Trump’s new deputy special envoy for the Middle East, Morgan Ortagus, explained this in a TV interview. The president wanted to overturn “fifty years of war and chaos in the Middle East,” she said. Ortagus has the big hair and glossy lips of the Fox News talking head, and “Miss Florida Orange Blossom” she once was. But her path into the White House was harder than this resume would suggest. In some ways, she’s a conventional figure from the US foreign policy establishment — the same establishment that loves the foreign wars Trump says he hates.
Trump announced her appointment in a lukewarm post on his Truth Social. Ortagus had once opposed him, he said, “but hopefully has learned her lesson.” He went on to say that he’d given her the job because she had strong Republican support. “These things usually don’t work out… Let’s see what happens.”
How could a foreign policy interventionist serve so happily in the Trump White House, apart from careerism? Ortagus tweeted to Trump that “under your leadership, our enemies will fear us again… Iran will be in a box again.”
Trump himself told Fox News this week that Iran was very nervous (“I think they’re scared”). He went on: “I would love to make a deal with them without bombing them.” If the mullahs find this less than reassuring, they are right to be worried. A book by Peter Bergen, Trump and his Generals: the Cost of Chaos, reveals that in his first term Trump asked for “military options” to attack Iran, to stop them getting a nuclear weapon. Bergen writes that Trump’s defense secretary at the time, General James Mattis — the designated grown-up in the room — “simply ignored” the president’s directive.

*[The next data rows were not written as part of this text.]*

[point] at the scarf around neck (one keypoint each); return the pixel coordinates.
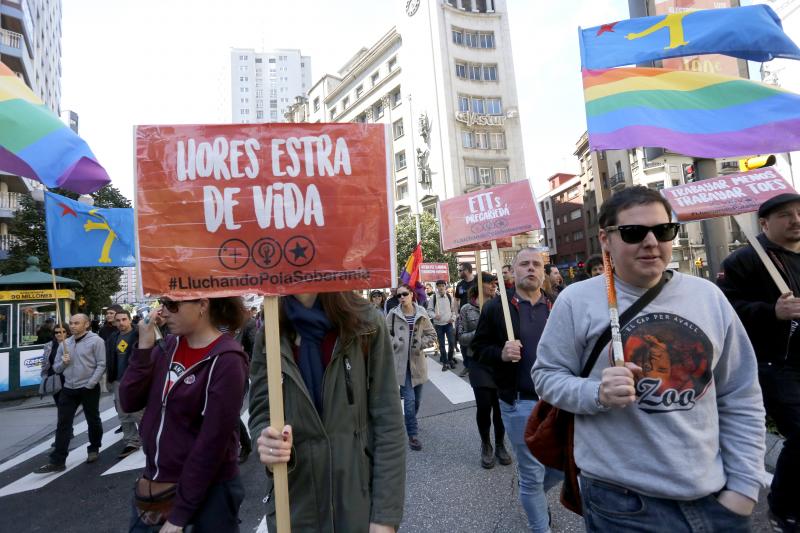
(311, 325)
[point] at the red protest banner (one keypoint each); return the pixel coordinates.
(725, 195)
(472, 221)
(255, 208)
(434, 272)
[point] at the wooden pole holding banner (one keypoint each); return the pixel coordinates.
(58, 310)
(480, 278)
(762, 254)
(280, 472)
(503, 295)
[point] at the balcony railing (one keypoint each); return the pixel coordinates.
(10, 200)
(617, 179)
(11, 39)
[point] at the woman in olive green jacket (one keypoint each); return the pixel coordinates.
(344, 437)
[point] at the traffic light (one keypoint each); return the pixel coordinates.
(752, 163)
(689, 174)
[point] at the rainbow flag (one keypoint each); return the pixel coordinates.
(34, 143)
(410, 273)
(690, 113)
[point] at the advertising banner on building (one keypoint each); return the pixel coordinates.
(434, 272)
(30, 367)
(263, 208)
(726, 195)
(4, 372)
(472, 221)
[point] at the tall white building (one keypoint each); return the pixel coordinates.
(265, 84)
(443, 79)
(30, 45)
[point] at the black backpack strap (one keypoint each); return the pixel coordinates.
(626, 317)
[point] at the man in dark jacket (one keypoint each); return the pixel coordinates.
(119, 347)
(771, 321)
(512, 362)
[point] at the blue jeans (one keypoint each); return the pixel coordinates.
(441, 331)
(411, 400)
(534, 479)
(609, 507)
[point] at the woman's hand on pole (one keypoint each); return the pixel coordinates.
(275, 447)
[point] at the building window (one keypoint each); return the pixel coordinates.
(493, 106)
(471, 175)
(474, 72)
(402, 191)
(400, 160)
(497, 141)
(468, 139)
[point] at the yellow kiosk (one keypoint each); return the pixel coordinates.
(27, 317)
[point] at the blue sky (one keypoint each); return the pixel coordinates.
(132, 62)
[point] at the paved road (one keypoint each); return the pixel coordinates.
(446, 488)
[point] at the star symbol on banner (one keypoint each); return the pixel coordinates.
(299, 251)
(606, 27)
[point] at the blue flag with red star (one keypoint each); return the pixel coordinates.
(80, 235)
(753, 32)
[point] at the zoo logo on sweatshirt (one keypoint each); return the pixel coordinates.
(675, 356)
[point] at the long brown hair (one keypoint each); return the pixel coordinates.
(345, 309)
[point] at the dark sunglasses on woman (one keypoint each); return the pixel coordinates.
(636, 233)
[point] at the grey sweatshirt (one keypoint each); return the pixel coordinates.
(698, 421)
(87, 361)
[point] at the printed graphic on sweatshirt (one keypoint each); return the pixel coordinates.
(675, 356)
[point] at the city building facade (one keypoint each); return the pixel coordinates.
(265, 84)
(442, 79)
(30, 45)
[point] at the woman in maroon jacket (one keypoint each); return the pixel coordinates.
(191, 387)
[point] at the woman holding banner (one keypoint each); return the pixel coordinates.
(343, 441)
(411, 331)
(191, 387)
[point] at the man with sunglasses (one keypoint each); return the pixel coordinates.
(771, 320)
(674, 439)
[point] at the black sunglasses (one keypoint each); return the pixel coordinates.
(635, 233)
(173, 306)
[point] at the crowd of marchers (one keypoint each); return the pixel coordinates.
(671, 440)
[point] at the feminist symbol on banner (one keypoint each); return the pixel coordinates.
(267, 252)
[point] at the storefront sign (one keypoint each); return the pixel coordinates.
(38, 294)
(474, 119)
(726, 195)
(470, 221)
(30, 367)
(434, 272)
(263, 208)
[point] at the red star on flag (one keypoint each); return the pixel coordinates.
(606, 27)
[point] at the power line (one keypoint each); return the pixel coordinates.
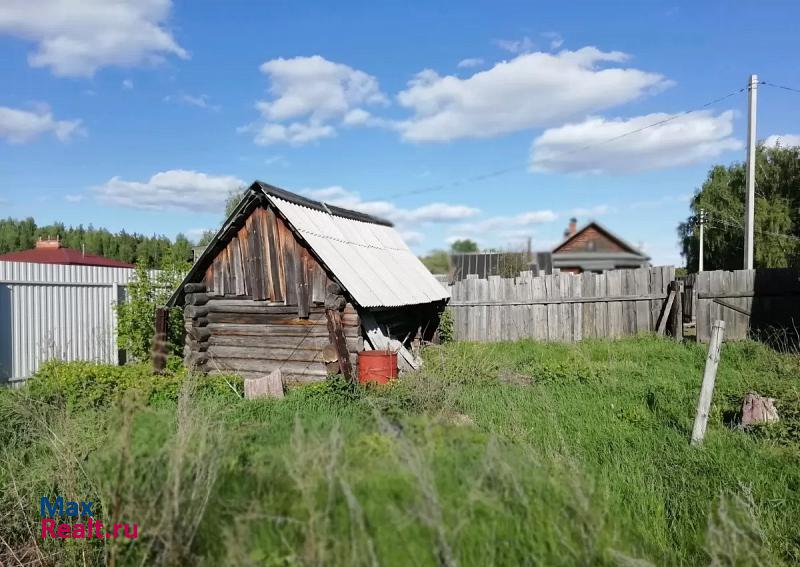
(779, 86)
(497, 173)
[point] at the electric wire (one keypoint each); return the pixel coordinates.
(499, 172)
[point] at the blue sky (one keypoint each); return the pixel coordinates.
(143, 115)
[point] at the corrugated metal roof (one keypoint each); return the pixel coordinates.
(370, 260)
(66, 256)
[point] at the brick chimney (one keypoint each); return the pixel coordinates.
(48, 243)
(572, 227)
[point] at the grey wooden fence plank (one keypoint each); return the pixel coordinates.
(614, 287)
(601, 309)
(553, 291)
(577, 308)
(641, 277)
(565, 310)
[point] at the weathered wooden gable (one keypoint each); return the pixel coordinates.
(264, 261)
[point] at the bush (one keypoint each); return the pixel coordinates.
(446, 326)
(84, 385)
(137, 315)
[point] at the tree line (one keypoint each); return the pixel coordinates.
(777, 214)
(151, 251)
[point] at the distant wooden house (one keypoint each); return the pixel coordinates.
(594, 248)
(295, 284)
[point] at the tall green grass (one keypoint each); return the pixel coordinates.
(507, 454)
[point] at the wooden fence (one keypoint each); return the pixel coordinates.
(560, 307)
(762, 304)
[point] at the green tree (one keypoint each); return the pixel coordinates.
(777, 214)
(464, 246)
(233, 200)
(437, 262)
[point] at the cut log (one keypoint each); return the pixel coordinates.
(315, 342)
(263, 366)
(269, 386)
(758, 409)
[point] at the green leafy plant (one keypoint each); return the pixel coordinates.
(446, 327)
(136, 316)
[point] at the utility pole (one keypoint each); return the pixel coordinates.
(702, 222)
(750, 199)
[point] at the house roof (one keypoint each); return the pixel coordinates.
(365, 254)
(599, 227)
(67, 256)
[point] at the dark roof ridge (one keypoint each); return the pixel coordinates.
(271, 190)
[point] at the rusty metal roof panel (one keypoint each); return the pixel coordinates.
(370, 260)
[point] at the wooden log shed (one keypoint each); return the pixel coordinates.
(301, 285)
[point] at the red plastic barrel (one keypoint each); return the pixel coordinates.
(378, 366)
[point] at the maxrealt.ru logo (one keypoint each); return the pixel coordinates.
(89, 529)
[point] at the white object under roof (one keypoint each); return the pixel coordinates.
(370, 260)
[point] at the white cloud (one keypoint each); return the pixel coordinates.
(515, 46)
(173, 189)
(585, 147)
(470, 62)
(784, 140)
(20, 126)
(506, 224)
(591, 212)
(310, 96)
(532, 90)
(555, 38)
(77, 37)
(201, 101)
(431, 213)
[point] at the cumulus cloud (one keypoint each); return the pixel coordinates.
(532, 90)
(77, 37)
(554, 38)
(19, 126)
(310, 97)
(431, 213)
(592, 212)
(782, 140)
(470, 62)
(200, 101)
(506, 224)
(173, 189)
(584, 147)
(515, 46)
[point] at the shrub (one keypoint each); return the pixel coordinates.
(83, 385)
(446, 326)
(136, 317)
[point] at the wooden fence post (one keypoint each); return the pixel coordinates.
(159, 347)
(709, 376)
(334, 304)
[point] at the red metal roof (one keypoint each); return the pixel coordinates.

The book has other revealing stories. Gaza is not the first population transfer Trump has proposed. During that first presidency, he reportedly said he wanted to move the ten million people of Seoul because they were “too close” to North Korea. He wasn’t joking. And Trump blindsided his senior officials when he backed the Saudi blockade of Qatar, home to the largest US military base in the Middle East. According to a source for the book, Mattis — again — and also the secretary of state, Rex Tillerson, reacted to say: “Holy fuck. This can’t last. This is literally insane.” That could stand as the epitaph for the Gaza plan, too.
Will Trump bomb Iran now because they — allegedly — tried to kill him? The US government has charged an Afghan man with preparing to assassinate Trump during the election campaign, on orders from Iran’s Revolutionary Guard. The story was curiously under-reported, perhaps because the plot seemed a bit half-arsed, the man supposedly being given just a week to surveil and kill Trump. The alleged assassin is back in Iran now and the Iranians say the claims are “completely baseless.” However, Axios reports that the threat was far more serious than previously thought. It says Trump was told that Tehran had operatives in the US with surface-to-air missiles. His team were so worried that he flew on a decoy plane. (This “infuriated” the staffers who were left to be sacrificed on “Trump Force One.”)
Trump has publicly stated that he has left orders for Iran to be “obliterated” if he comes to any harm. He could simply be trying to push Iran into a new agreement not to build a nuclear bomb. Just the same, the Gaza “plan” could be a provocation designed to set up negotiations that would achieve a lasting settlement in the Middle East. That really could give Trump a shot at the Nobel Peace Prize. The Arab leaders certainly hope the Gaza “plan” will simply fade away, like so many of Trump’s pronouncements. But with ideas for the Middle East like his Gaza “Riviera.” Trump is letting off fireworks in a building full of nitroglycerine. It’s not clear who, in this administration, are the designated grown-ups in the room to stop him.